The computer teaches the Black player to improve using Reinforcement Learning. This is a subset of Machine Learning (which is a subset of AI) where an agent learns through rewards and penalties.

How it works:
1. The computer plays 100 games.
2. In each state, it looks at its list of possible moves (the “matchbox”).
3. It picks a move at random from that list.
4. Moves are selected at random until no more moves are available.
5a. If Black wins: No changes are made. The strategy was successful.
5b. If Black loses: The computer finds the very last move Black made and removes it from that state’s list. Black will never make that specific mistake in that specific position again.

After 100 games, Black’s available moves are reduced until only the best choices remain.
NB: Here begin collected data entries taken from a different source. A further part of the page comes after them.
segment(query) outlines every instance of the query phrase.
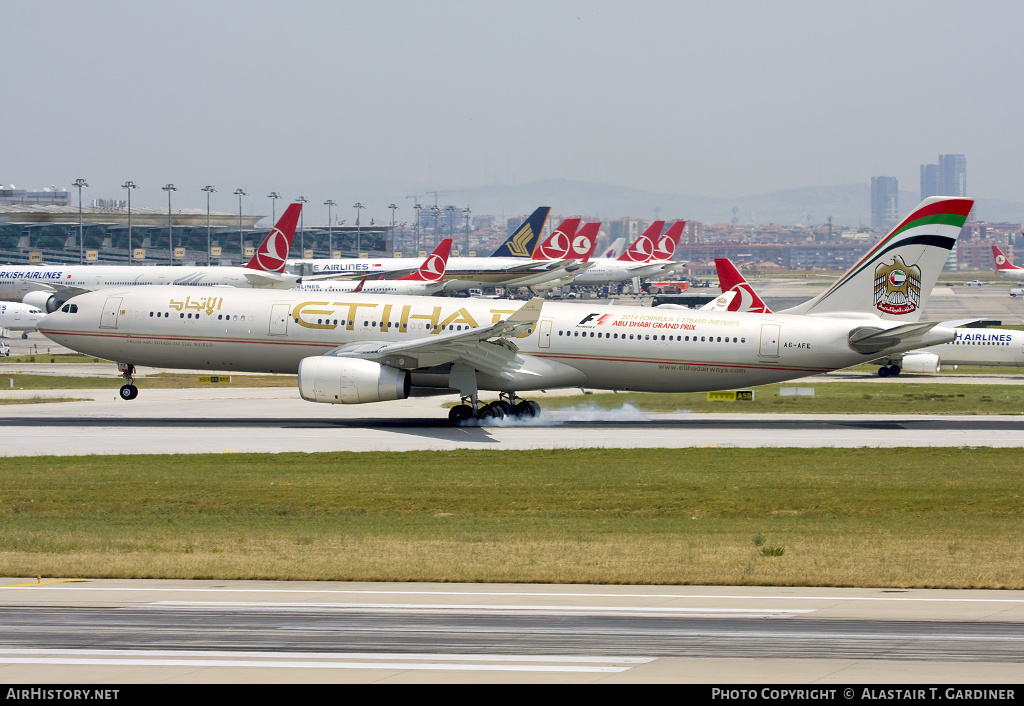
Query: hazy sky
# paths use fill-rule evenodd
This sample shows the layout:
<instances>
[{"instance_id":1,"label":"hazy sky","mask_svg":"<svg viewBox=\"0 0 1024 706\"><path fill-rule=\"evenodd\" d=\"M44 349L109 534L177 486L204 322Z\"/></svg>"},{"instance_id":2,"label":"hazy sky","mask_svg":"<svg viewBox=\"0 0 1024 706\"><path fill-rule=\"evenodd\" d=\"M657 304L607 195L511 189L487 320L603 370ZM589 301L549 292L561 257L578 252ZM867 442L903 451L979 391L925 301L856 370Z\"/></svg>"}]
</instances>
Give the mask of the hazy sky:
<instances>
[{"instance_id":1,"label":"hazy sky","mask_svg":"<svg viewBox=\"0 0 1024 706\"><path fill-rule=\"evenodd\" d=\"M173 182L183 208L213 184L229 212L242 187L257 213L276 190L308 223L328 198L390 222L387 199L548 178L916 192L962 153L970 195L1021 201L1022 20L984 0L4 2L0 182L85 177L88 202L132 179L140 206Z\"/></svg>"}]
</instances>

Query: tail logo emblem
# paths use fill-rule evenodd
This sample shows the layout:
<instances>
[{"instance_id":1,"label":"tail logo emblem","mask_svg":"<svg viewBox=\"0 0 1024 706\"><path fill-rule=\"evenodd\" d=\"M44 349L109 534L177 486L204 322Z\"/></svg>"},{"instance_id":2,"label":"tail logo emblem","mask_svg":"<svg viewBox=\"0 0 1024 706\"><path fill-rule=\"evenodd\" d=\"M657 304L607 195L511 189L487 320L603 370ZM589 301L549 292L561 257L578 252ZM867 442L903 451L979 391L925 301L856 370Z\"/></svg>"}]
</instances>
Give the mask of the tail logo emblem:
<instances>
[{"instance_id":1,"label":"tail logo emblem","mask_svg":"<svg viewBox=\"0 0 1024 706\"><path fill-rule=\"evenodd\" d=\"M1005 265L1006 264L1006 257L1004 257L1003 255L996 255L996 264L997 265Z\"/></svg>"},{"instance_id":2,"label":"tail logo emblem","mask_svg":"<svg viewBox=\"0 0 1024 706\"><path fill-rule=\"evenodd\" d=\"M921 304L921 268L899 255L875 268L875 308L886 314L909 314Z\"/></svg>"},{"instance_id":3,"label":"tail logo emblem","mask_svg":"<svg viewBox=\"0 0 1024 706\"><path fill-rule=\"evenodd\" d=\"M590 238L585 235L577 235L572 241L572 249L577 255L586 255L590 252Z\"/></svg>"},{"instance_id":4,"label":"tail logo emblem","mask_svg":"<svg viewBox=\"0 0 1024 706\"><path fill-rule=\"evenodd\" d=\"M671 260L676 254L675 243L672 242L672 238L663 236L658 242L658 249L655 253L660 260Z\"/></svg>"},{"instance_id":5,"label":"tail logo emblem","mask_svg":"<svg viewBox=\"0 0 1024 706\"><path fill-rule=\"evenodd\" d=\"M266 242L256 252L256 261L268 272L284 269L288 259L288 238L278 228L267 236Z\"/></svg>"},{"instance_id":6,"label":"tail logo emblem","mask_svg":"<svg viewBox=\"0 0 1024 706\"><path fill-rule=\"evenodd\" d=\"M519 233L512 237L512 240L508 244L508 249L512 251L513 255L519 257L529 257L530 251L527 249L527 245L533 239L533 228L529 224L526 225Z\"/></svg>"},{"instance_id":7,"label":"tail logo emblem","mask_svg":"<svg viewBox=\"0 0 1024 706\"><path fill-rule=\"evenodd\" d=\"M440 255L431 255L427 258L427 261L423 263L421 272L427 279L438 280L444 272L444 265L444 259Z\"/></svg>"}]
</instances>

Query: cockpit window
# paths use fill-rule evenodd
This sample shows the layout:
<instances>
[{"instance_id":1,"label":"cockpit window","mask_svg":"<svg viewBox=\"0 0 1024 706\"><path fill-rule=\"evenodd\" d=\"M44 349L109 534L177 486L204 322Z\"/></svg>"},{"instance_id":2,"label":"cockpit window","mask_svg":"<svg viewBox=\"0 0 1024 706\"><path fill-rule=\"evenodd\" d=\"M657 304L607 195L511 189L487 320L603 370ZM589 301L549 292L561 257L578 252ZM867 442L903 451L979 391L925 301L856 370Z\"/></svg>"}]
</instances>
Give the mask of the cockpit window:
<instances>
[{"instance_id":1,"label":"cockpit window","mask_svg":"<svg viewBox=\"0 0 1024 706\"><path fill-rule=\"evenodd\" d=\"M65 304L60 308L60 310L63 311L65 314L77 314L78 304Z\"/></svg>"}]
</instances>

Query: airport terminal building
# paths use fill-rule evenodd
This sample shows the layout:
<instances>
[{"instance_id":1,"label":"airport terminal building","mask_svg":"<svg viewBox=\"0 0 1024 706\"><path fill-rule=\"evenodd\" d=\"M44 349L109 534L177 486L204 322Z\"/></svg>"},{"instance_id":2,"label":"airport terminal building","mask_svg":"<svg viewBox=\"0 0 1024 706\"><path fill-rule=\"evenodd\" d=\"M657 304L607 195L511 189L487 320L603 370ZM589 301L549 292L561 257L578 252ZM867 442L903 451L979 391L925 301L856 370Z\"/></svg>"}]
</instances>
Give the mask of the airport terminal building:
<instances>
[{"instance_id":1,"label":"airport terminal building","mask_svg":"<svg viewBox=\"0 0 1024 706\"><path fill-rule=\"evenodd\" d=\"M174 209L168 224L166 210L133 207L129 220L128 209L120 203L83 207L79 221L78 206L67 202L67 192L27 193L51 196L4 198L0 192L0 263L203 265L209 259L240 265L269 232L256 228L266 216L211 211L208 228L205 209ZM392 249L391 226L318 226L296 231L291 256L327 258L333 252L358 257L363 252L390 257Z\"/></svg>"}]
</instances>

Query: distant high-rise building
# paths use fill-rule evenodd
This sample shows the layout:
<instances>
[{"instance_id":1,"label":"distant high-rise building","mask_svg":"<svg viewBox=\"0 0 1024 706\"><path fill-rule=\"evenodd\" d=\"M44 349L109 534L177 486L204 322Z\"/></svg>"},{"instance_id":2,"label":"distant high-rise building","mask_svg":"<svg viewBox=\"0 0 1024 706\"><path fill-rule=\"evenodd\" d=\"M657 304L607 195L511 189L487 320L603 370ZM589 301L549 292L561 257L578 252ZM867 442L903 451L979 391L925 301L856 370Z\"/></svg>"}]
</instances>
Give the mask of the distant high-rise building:
<instances>
[{"instance_id":1,"label":"distant high-rise building","mask_svg":"<svg viewBox=\"0 0 1024 706\"><path fill-rule=\"evenodd\" d=\"M921 165L921 200L929 196L967 196L967 157L940 154L938 164Z\"/></svg>"},{"instance_id":2,"label":"distant high-rise building","mask_svg":"<svg viewBox=\"0 0 1024 706\"><path fill-rule=\"evenodd\" d=\"M871 177L871 227L892 228L900 217L900 185L896 177Z\"/></svg>"},{"instance_id":3,"label":"distant high-rise building","mask_svg":"<svg viewBox=\"0 0 1024 706\"><path fill-rule=\"evenodd\" d=\"M942 196L967 196L967 157L940 154L939 176L942 179Z\"/></svg>"}]
</instances>

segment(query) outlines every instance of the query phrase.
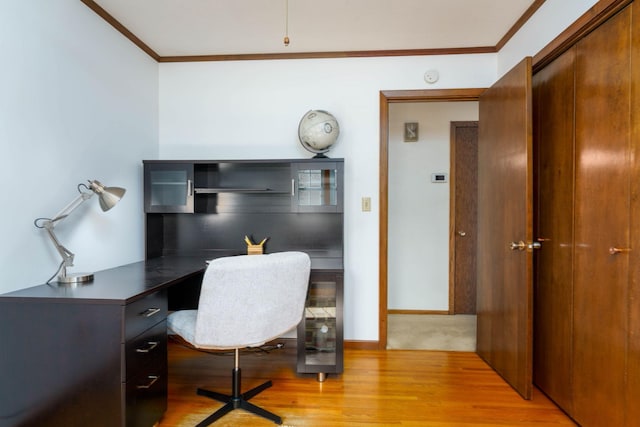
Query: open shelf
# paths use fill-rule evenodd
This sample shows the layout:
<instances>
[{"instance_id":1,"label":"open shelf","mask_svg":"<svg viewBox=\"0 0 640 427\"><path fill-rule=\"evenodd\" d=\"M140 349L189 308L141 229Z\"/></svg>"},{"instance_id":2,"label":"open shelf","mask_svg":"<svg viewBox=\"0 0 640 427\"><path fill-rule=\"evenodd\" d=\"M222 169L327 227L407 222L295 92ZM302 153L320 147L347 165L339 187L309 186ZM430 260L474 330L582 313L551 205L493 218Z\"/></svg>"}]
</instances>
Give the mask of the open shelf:
<instances>
[{"instance_id":1,"label":"open shelf","mask_svg":"<svg viewBox=\"0 0 640 427\"><path fill-rule=\"evenodd\" d=\"M216 194L216 193L273 193L289 194L288 191L274 190L272 188L240 188L240 187L217 187L217 188L196 188L196 194Z\"/></svg>"}]
</instances>

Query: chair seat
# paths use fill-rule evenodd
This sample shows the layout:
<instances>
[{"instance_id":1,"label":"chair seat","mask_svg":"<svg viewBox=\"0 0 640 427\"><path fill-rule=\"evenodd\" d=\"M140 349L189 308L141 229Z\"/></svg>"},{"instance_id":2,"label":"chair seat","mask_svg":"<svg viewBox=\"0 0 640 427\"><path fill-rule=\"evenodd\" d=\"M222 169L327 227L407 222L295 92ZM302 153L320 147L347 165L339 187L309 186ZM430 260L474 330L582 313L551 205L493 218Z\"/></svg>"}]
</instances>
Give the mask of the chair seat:
<instances>
[{"instance_id":1,"label":"chair seat","mask_svg":"<svg viewBox=\"0 0 640 427\"><path fill-rule=\"evenodd\" d=\"M170 335L180 335L183 340L196 346L196 318L198 310L175 311L167 317L167 329Z\"/></svg>"}]
</instances>

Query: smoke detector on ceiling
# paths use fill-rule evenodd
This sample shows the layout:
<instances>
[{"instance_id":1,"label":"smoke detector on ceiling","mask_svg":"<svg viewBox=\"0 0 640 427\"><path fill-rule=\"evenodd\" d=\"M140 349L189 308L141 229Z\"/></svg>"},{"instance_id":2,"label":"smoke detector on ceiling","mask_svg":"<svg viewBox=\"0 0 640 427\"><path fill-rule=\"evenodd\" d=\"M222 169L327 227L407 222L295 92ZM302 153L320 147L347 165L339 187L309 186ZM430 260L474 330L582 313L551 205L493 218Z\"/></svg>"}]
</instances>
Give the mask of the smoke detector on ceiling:
<instances>
[{"instance_id":1,"label":"smoke detector on ceiling","mask_svg":"<svg viewBox=\"0 0 640 427\"><path fill-rule=\"evenodd\" d=\"M439 78L440 73L438 73L438 70L428 70L426 73L424 73L424 81L429 84L434 84L438 81Z\"/></svg>"}]
</instances>

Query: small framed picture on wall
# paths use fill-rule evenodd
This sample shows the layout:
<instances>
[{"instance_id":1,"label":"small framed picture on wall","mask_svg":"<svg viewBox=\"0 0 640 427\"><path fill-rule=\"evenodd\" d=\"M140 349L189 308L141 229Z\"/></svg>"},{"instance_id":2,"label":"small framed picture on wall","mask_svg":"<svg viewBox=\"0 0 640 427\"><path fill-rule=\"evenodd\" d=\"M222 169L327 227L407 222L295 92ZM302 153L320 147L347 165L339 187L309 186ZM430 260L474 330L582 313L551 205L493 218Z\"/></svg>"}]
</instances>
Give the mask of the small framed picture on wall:
<instances>
[{"instance_id":1,"label":"small framed picture on wall","mask_svg":"<svg viewBox=\"0 0 640 427\"><path fill-rule=\"evenodd\" d=\"M404 142L416 142L418 140L418 123L408 122L404 124Z\"/></svg>"}]
</instances>

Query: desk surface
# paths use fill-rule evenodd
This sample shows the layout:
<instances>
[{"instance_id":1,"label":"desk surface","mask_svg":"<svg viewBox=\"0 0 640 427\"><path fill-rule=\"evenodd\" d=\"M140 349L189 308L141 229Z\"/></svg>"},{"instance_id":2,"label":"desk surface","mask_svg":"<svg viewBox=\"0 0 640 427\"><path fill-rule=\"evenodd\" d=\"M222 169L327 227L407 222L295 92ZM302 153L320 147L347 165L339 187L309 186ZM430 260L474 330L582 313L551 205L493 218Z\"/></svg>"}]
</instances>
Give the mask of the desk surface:
<instances>
[{"instance_id":1,"label":"desk surface","mask_svg":"<svg viewBox=\"0 0 640 427\"><path fill-rule=\"evenodd\" d=\"M167 288L202 273L206 261L237 253L219 251L215 254L182 256L172 255L134 262L94 273L94 279L77 285L58 285L56 282L0 295L9 301L13 298L46 299L47 302L73 303L74 301L100 304L128 304L158 290ZM340 265L338 265L340 264ZM341 269L342 263L333 259L311 259L311 268L315 270Z\"/></svg>"},{"instance_id":2,"label":"desk surface","mask_svg":"<svg viewBox=\"0 0 640 427\"><path fill-rule=\"evenodd\" d=\"M178 280L198 274L206 268L202 257L171 256L134 262L94 273L91 282L73 286L52 282L3 294L2 298L43 298L51 302L95 300L103 304L126 304L171 286Z\"/></svg>"}]
</instances>

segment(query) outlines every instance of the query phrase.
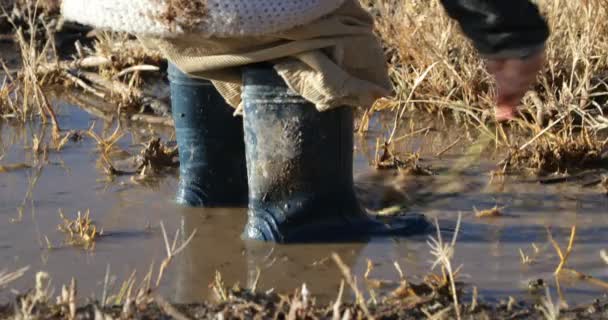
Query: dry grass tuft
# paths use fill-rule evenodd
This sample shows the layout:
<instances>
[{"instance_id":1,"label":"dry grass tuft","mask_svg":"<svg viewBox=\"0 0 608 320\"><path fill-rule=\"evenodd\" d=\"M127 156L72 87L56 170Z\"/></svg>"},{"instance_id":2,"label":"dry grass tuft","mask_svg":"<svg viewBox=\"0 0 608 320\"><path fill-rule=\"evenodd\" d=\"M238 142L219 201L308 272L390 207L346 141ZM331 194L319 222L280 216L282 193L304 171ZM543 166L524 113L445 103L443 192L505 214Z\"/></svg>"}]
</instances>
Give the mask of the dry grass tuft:
<instances>
[{"instance_id":1,"label":"dry grass tuft","mask_svg":"<svg viewBox=\"0 0 608 320\"><path fill-rule=\"evenodd\" d=\"M461 319L461 310L460 305L458 303L458 291L456 287L456 275L458 273L457 269L454 269L452 266L452 259L454 258L454 254L456 251L456 240L458 239L458 232L460 231L460 223L462 221L462 215L458 215L458 221L456 223L456 228L454 229L454 235L452 236L452 241L449 243L445 243L443 238L441 237L441 230L439 229L439 222L435 220L435 226L437 227L437 237L433 238L429 236L429 240L427 241L429 247L431 247L431 254L435 257L435 261L433 262L432 269L435 269L437 266L441 266L444 275L447 273L447 278L449 280L452 299L454 302L454 310L456 312L456 318Z\"/></svg>"},{"instance_id":2,"label":"dry grass tuft","mask_svg":"<svg viewBox=\"0 0 608 320\"><path fill-rule=\"evenodd\" d=\"M377 140L374 167L379 170L397 169L403 175L431 176L431 167L421 163L420 153L402 154L394 150L394 144Z\"/></svg>"},{"instance_id":3,"label":"dry grass tuft","mask_svg":"<svg viewBox=\"0 0 608 320\"><path fill-rule=\"evenodd\" d=\"M21 61L17 72L2 64L8 75L0 79L2 118L22 122L41 118L45 123L51 122L54 137L58 136L59 124L45 94L49 86L56 85L81 88L115 102L119 110L137 112L146 103L159 104L140 87L142 73L158 71L161 57L158 52L146 50L131 36L96 31L97 41L92 47L83 47L76 41L77 53L73 59L60 60L55 47L55 32L60 30L58 12L49 10L53 2L56 1L20 0L14 2L10 13L6 12L10 8L5 8L3 16L12 28L11 39L18 45Z\"/></svg>"},{"instance_id":4,"label":"dry grass tuft","mask_svg":"<svg viewBox=\"0 0 608 320\"><path fill-rule=\"evenodd\" d=\"M9 87L9 91L15 94L16 100L11 102L10 116L21 121L40 116L44 123L50 118L53 133L58 134L60 128L57 118L43 90L43 86L51 82L57 74L39 72L42 66L57 63L54 34L48 23L39 18L38 4L39 2L25 1L20 7L25 18L25 30L12 18L9 19L21 54L21 69L15 79L12 79ZM6 68L4 70L8 71Z\"/></svg>"},{"instance_id":5,"label":"dry grass tuft","mask_svg":"<svg viewBox=\"0 0 608 320\"><path fill-rule=\"evenodd\" d=\"M553 301L553 298L551 298L551 291L549 291L549 288L545 288L545 296L541 298L541 304L539 306L539 310L543 317L546 320L558 320L561 313L560 305L560 301L557 301L556 303Z\"/></svg>"},{"instance_id":6,"label":"dry grass tuft","mask_svg":"<svg viewBox=\"0 0 608 320\"><path fill-rule=\"evenodd\" d=\"M473 211L477 218L497 218L502 216L503 209L504 207L499 208L498 206L495 206L494 208L486 210L477 210L477 208L473 208Z\"/></svg>"},{"instance_id":7,"label":"dry grass tuft","mask_svg":"<svg viewBox=\"0 0 608 320\"><path fill-rule=\"evenodd\" d=\"M59 224L58 229L66 234L66 243L71 246L93 250L95 248L95 241L99 236L103 235L103 229L98 230L91 220L91 212L89 210L84 214L79 211L75 219L67 218L59 210L59 217L62 222Z\"/></svg>"},{"instance_id":8,"label":"dry grass tuft","mask_svg":"<svg viewBox=\"0 0 608 320\"><path fill-rule=\"evenodd\" d=\"M571 173L608 163L606 142L589 129L545 132L533 144L512 148L502 166L509 171L526 170L535 175Z\"/></svg>"},{"instance_id":9,"label":"dry grass tuft","mask_svg":"<svg viewBox=\"0 0 608 320\"><path fill-rule=\"evenodd\" d=\"M491 99L479 96L488 89L483 64L471 46L463 46L467 42L439 1L363 2L376 16L386 46L396 88L389 108L396 110L404 103L409 110L432 112L449 111L451 104L489 107Z\"/></svg>"},{"instance_id":10,"label":"dry grass tuft","mask_svg":"<svg viewBox=\"0 0 608 320\"><path fill-rule=\"evenodd\" d=\"M158 173L166 168L177 167L177 156L177 147L168 147L160 138L154 138L143 145L137 157L138 171L145 176L149 172Z\"/></svg>"},{"instance_id":11,"label":"dry grass tuft","mask_svg":"<svg viewBox=\"0 0 608 320\"><path fill-rule=\"evenodd\" d=\"M95 140L99 152L102 158L110 158L114 153L121 152L116 144L125 136L120 123L117 124L116 129L109 136L100 136L95 132L95 123L91 124L91 127L85 132L87 136Z\"/></svg>"},{"instance_id":12,"label":"dry grass tuft","mask_svg":"<svg viewBox=\"0 0 608 320\"><path fill-rule=\"evenodd\" d=\"M4 67L4 70L8 70L2 60L0 63ZM0 117L10 118L10 115L15 114L15 105L13 102L13 91L14 86L9 82L11 78L9 76L3 76L2 83L0 84Z\"/></svg>"}]
</instances>

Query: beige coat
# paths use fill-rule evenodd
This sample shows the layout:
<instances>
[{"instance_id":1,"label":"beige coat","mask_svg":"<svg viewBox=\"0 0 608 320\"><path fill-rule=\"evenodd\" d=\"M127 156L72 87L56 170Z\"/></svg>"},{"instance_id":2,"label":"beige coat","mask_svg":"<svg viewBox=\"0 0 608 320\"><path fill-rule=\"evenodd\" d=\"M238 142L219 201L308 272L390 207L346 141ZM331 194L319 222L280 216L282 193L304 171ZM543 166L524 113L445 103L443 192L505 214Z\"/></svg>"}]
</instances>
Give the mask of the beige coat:
<instances>
[{"instance_id":1,"label":"beige coat","mask_svg":"<svg viewBox=\"0 0 608 320\"><path fill-rule=\"evenodd\" d=\"M385 57L373 24L358 0L346 0L328 16L263 37L140 39L185 73L212 80L233 107L241 104L239 67L270 61L291 89L324 111L369 106L389 94Z\"/></svg>"}]
</instances>

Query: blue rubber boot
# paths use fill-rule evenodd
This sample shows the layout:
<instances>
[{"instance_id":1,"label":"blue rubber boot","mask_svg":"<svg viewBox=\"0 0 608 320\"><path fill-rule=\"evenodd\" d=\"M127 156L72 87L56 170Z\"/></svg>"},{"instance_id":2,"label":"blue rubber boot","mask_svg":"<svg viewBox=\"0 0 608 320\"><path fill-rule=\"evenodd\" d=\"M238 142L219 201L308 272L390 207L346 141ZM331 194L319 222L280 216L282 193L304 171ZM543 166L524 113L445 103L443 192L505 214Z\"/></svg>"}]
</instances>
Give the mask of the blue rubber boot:
<instances>
[{"instance_id":1,"label":"blue rubber boot","mask_svg":"<svg viewBox=\"0 0 608 320\"><path fill-rule=\"evenodd\" d=\"M179 148L179 204L244 206L247 169L243 121L211 82L169 65L171 109Z\"/></svg>"},{"instance_id":2,"label":"blue rubber boot","mask_svg":"<svg viewBox=\"0 0 608 320\"><path fill-rule=\"evenodd\" d=\"M249 180L244 239L350 242L428 231L422 215L390 222L361 208L353 185L353 114L318 112L272 66L243 70Z\"/></svg>"}]
</instances>

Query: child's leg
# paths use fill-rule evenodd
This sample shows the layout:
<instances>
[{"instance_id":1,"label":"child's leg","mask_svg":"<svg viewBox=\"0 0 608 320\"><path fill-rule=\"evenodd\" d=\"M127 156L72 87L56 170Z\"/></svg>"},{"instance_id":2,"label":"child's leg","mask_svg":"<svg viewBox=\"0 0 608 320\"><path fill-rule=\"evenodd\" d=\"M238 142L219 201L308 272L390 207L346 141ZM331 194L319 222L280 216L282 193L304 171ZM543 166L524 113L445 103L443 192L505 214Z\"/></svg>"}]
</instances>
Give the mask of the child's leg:
<instances>
[{"instance_id":1,"label":"child's leg","mask_svg":"<svg viewBox=\"0 0 608 320\"><path fill-rule=\"evenodd\" d=\"M177 202L243 205L247 199L243 121L206 80L169 65L171 106L179 148Z\"/></svg>"},{"instance_id":2,"label":"child's leg","mask_svg":"<svg viewBox=\"0 0 608 320\"><path fill-rule=\"evenodd\" d=\"M272 66L244 70L249 220L244 238L340 241L426 231L409 215L387 227L360 207L353 186L353 114L320 113Z\"/></svg>"}]
</instances>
Click the “START 100-GAME TRAINING” button below to see how quickly the game is trained, and to get an initial idea of the progress. If you reload the page and train again, you’ll note that the training isn’t exactly the same each time.

X-axis: Number of training games.
Y-axis: Number of games won by black.

Uptick: A win for black.
Downtick: A win for white.

Points ABOVE 0 mark:
Indicates black is winning more than white.
Points BELOW 0 mark: Indicates white is winning more than black.

What actually happened during the training games?

It is one thing to observe the improvement of Black over time, solely relying on the straightforward strategy of Black removing its final move. However, what transpired during the training games?

By activating the “SHOW/HIDE TRAINING GAMES” button located below, you can access a comprehensive view of all the moves (presented in chronological order from left to right) of each game for the entire 100 games. The text beneath each game indicates the winner of that particular game and also signifies that Black removed its final move, in the event of Black’s defeat.

What is the resulting strategy?

Upon commencing with every conceivable move for Hexapawn and conducting 100 games in a manner that enhances Black’s strategic prowess, the resultant set of moves emerges as strongly advantageous to Black.

To access the boards comprising the strategy, utilize the widget provided below. Employ the “EXPAND ALL” button to view all the resulting boards, and the “COLLAPSE ALL” button to revert the selection to its initial state. Furthermore, select the checkboxes adjacent to any potential board arrangement to observe the available moves from that particular configuration. Unselecting the checkbox next to a potential arrangement will conceal that arrangement.